Let's build a simple neural network to classify images from the FashionMNIST dataset.

**1. Import Libraries**

In [None]:
import torch
import torch.nn as nn
import torch.nn.functional as F
import torch.optim as optim
from torchvision import datasets, transforms

In [None]:
import random
import numpy as np

seed = 42
torch.manual_seed(seed)
random.seed(seed)
np.random.seed(seed)

if torch.cuda.is_available():
    torch.cuda.manual_seed(seed)
    torch.cuda.manual_seed_all(seed)

torch.backends.cudnn.deterministic = True
torch.backends.cudnn.benchmark = False

*Checking for GPU Availability*

This code checks if a CUDA-enabled GPU is available and sets the `device` accordingly. If no GPU is available, it defaults to the CPU.

In [None]:
# Check if GPU is available
device = torch.device('cuda' if torch.cuda.is_available() else 'cpu')
print(f'Using device: {device}')

Using device: cpu


**2. Data Preparation**

In [None]:
# Define a transform to convert images to tensors
transform = transforms.ToTensor()

# Download and load the training data
train_set = datasets.FashionMNIST(root='./data', train=True, download=True, transform=transform)
train_loader = torch.utils.data.DataLoader(train_set, batch_size=256, shuffle=True)

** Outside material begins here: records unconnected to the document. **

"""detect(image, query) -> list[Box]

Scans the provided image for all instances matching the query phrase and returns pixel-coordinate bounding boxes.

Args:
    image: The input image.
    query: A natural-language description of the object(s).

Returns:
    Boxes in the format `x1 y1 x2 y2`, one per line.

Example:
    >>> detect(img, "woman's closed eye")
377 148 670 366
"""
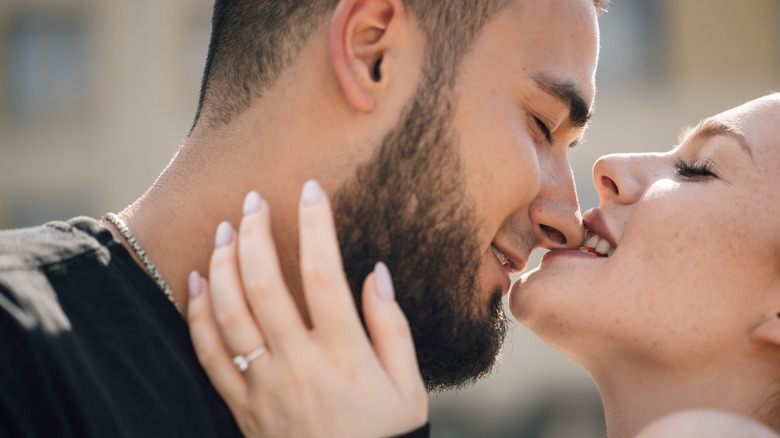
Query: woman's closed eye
673 159 717 180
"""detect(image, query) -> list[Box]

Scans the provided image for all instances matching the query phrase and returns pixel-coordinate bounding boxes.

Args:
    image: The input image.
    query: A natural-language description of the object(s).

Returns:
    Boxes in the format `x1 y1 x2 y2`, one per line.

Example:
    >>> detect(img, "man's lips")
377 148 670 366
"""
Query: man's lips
490 242 527 275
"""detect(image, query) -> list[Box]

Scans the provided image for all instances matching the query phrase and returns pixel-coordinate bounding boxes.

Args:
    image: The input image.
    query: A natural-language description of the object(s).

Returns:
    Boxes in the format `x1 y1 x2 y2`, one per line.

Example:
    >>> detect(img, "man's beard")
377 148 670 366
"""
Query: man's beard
331 77 507 392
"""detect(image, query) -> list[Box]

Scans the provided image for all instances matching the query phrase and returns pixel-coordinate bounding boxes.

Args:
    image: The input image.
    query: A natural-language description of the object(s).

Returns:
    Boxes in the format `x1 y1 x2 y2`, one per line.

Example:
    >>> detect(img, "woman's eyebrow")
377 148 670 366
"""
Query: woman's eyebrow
678 118 755 162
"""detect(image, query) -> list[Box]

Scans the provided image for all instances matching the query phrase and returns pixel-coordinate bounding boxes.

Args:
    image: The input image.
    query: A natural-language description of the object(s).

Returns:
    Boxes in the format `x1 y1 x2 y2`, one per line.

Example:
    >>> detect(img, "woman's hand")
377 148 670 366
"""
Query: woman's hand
186 181 428 438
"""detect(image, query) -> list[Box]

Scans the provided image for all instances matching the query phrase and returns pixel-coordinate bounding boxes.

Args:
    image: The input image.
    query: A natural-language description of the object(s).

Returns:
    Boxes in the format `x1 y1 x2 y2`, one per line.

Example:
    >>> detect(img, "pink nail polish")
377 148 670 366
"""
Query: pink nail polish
301 180 321 205
215 221 233 247
243 191 262 215
188 271 202 299
374 262 395 301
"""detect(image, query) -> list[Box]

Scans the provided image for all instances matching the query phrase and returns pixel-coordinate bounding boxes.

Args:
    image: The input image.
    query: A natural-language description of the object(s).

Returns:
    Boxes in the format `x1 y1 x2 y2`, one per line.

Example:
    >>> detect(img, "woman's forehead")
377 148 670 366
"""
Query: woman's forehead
714 94 780 162
718 94 780 132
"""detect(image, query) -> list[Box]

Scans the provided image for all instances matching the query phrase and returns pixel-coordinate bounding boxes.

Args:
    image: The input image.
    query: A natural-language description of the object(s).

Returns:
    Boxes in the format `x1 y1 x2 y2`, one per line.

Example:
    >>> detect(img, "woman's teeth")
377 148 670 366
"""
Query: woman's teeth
579 233 615 257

# Download and load the test data
test_set = datasets.FashionMNIST(root='./data', train=False, download=True, transform=transform)
test_loader = torch.utils.data.DataLoader(test_set, batch_size=256, shuffle=False)

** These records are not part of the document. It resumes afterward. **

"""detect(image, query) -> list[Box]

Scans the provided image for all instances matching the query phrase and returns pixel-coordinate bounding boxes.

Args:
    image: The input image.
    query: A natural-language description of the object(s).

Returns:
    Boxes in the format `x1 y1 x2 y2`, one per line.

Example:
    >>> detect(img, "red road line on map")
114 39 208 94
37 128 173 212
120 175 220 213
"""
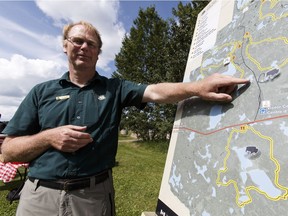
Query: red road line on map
173 114 288 136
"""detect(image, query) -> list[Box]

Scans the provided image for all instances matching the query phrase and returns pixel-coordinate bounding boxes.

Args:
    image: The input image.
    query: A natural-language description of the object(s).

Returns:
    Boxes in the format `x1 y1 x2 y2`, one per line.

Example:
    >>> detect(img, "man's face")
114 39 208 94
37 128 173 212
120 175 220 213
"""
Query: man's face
63 25 100 70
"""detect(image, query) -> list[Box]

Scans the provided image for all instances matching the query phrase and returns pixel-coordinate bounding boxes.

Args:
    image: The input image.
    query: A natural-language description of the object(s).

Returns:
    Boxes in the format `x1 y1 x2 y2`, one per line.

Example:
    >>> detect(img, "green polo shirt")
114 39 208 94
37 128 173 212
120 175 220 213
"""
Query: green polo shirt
3 72 147 180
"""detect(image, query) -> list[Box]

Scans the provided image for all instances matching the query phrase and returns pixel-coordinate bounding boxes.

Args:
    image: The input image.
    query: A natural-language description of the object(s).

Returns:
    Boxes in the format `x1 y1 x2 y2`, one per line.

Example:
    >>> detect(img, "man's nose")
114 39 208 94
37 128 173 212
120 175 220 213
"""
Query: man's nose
80 42 89 48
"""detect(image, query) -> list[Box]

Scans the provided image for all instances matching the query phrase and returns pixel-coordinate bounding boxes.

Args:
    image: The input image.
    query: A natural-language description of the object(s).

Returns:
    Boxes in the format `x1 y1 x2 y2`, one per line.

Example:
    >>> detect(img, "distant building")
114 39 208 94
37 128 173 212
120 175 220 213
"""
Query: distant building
245 146 261 159
246 146 258 154
258 68 280 83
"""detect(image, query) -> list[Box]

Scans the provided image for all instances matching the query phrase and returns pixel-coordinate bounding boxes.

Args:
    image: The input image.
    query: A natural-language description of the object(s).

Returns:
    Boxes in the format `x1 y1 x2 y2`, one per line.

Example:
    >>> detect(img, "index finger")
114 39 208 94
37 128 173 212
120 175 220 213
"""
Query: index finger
222 76 250 85
70 130 92 140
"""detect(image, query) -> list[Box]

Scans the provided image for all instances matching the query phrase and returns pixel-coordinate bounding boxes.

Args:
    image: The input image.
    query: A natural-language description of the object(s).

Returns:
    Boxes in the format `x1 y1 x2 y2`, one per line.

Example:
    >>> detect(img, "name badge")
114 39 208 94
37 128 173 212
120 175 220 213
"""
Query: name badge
56 95 70 100
98 95 106 100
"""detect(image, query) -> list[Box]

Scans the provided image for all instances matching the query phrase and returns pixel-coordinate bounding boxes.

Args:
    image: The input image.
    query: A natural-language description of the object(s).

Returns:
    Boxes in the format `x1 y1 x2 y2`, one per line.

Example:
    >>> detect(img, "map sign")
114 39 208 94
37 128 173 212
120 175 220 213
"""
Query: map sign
156 0 288 215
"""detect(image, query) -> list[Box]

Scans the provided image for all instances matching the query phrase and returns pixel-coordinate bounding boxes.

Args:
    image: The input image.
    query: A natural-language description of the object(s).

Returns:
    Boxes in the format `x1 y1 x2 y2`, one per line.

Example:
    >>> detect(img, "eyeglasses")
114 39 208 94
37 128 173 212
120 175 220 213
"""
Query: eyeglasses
66 37 98 49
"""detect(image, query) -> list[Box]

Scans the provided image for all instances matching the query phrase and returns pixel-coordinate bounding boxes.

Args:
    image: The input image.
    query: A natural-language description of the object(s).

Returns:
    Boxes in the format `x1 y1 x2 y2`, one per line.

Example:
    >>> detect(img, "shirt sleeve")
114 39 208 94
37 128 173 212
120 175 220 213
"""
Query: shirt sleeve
3 86 40 136
120 80 148 109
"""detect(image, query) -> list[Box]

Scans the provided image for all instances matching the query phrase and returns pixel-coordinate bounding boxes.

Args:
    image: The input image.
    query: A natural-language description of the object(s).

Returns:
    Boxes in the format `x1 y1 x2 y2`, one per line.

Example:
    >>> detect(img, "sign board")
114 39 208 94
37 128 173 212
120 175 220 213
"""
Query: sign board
156 0 288 215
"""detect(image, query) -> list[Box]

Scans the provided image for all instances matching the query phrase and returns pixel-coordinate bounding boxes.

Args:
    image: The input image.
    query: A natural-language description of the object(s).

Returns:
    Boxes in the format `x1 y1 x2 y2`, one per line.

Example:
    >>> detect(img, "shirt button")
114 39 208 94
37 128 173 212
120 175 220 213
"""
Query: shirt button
76 116 81 119
78 101 82 104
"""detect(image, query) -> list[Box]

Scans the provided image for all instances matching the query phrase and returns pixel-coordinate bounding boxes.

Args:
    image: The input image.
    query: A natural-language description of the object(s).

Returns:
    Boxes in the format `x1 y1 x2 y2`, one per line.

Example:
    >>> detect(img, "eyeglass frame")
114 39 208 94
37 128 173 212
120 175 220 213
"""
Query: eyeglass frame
65 36 99 50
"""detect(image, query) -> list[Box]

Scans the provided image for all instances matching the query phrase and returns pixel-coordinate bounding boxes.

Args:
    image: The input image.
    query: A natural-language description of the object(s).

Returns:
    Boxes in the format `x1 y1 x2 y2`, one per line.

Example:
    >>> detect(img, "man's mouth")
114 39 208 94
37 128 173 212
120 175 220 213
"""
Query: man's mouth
77 54 89 59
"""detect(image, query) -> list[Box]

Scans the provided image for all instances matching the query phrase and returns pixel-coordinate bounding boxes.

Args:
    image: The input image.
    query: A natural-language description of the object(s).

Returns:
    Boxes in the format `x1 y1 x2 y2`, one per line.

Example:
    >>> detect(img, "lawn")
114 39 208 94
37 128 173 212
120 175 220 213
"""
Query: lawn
0 168 25 216
114 140 168 215
0 139 168 216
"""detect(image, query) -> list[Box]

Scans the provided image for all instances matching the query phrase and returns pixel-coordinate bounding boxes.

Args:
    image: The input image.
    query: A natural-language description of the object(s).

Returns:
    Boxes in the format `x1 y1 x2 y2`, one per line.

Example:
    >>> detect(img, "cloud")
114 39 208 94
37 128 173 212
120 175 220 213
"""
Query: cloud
35 0 126 74
0 15 63 60
0 0 126 120
0 54 65 120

100%|██████████| 26.4M/26.4M [00:03<00:00, 8.50MB/s]
100%|██████████| 29.5k/29.5k [00:00<00:00, 131kB/s]
100%|██████████| 4.42M/4.42M [00:01<00:00, 2.48MB/s]
100%|██████████| 5.15k/5.15k [00:00<00:00, 17.6MB/s]


**3. Neural Network Model**

In [None]:
class DenseNet(nn.Module):
    def __init__(self):
        super(DenseNet, self).__init__()
        self.flatten = nn.Flatten()
        self.fc1 = nn.Linear(28 * 28, 128)
        self.fc2 = nn.Linear(128, 10)

    def forward(self, x):
        x = self.flatten(x)
        x = F.relu(self.fc1(x))
        x = self.fc2(x)
        return x

model = DenseNet().to(device)
model

DenseNet(
  (flatten): Flatten(start_dim=1, end_dim=-1)
  (fc1): Linear(in_features=784, out_features=128, bias=True)
  (fc2): Linear(in_features=128, out_features=10, bias=True)
)

**4. Loss & Optimizer**

In [None]:
criterion = nn.CrossEntropyLoss(label_smoothing=0.05)   # added label smoothing for better regularization
optimizer = optim.SGD(model.parameters(), lr=0.05, momentum=0.9, weight_decay=1e-4, nesterov=True)    # added momentum (to speed up convergence), weight decay (penalizing large weights to reduce overfitting), nesterov momentum
scheduler = optim.lr_scheduler.MultiStepLR(optimizer, milestones=[10, 20], gamma=0.5)   # reduces lr during training, lr is multiplied by 0.5 after 10 epochs

**5. Training loop**

In [None]:
for epoch in range(30):  # Train for 30 epochs
    running_loss = 0.0
    for images, labels in train_loader:
        # Move images and labels to the device
        images = images.to(device)
        labels = labels.to(device)

        # Zero the parameter gradients
        optimizer.zero_grad()

        # Forward pass
        outputs = model(images)
        loss = criterion(outputs, labels)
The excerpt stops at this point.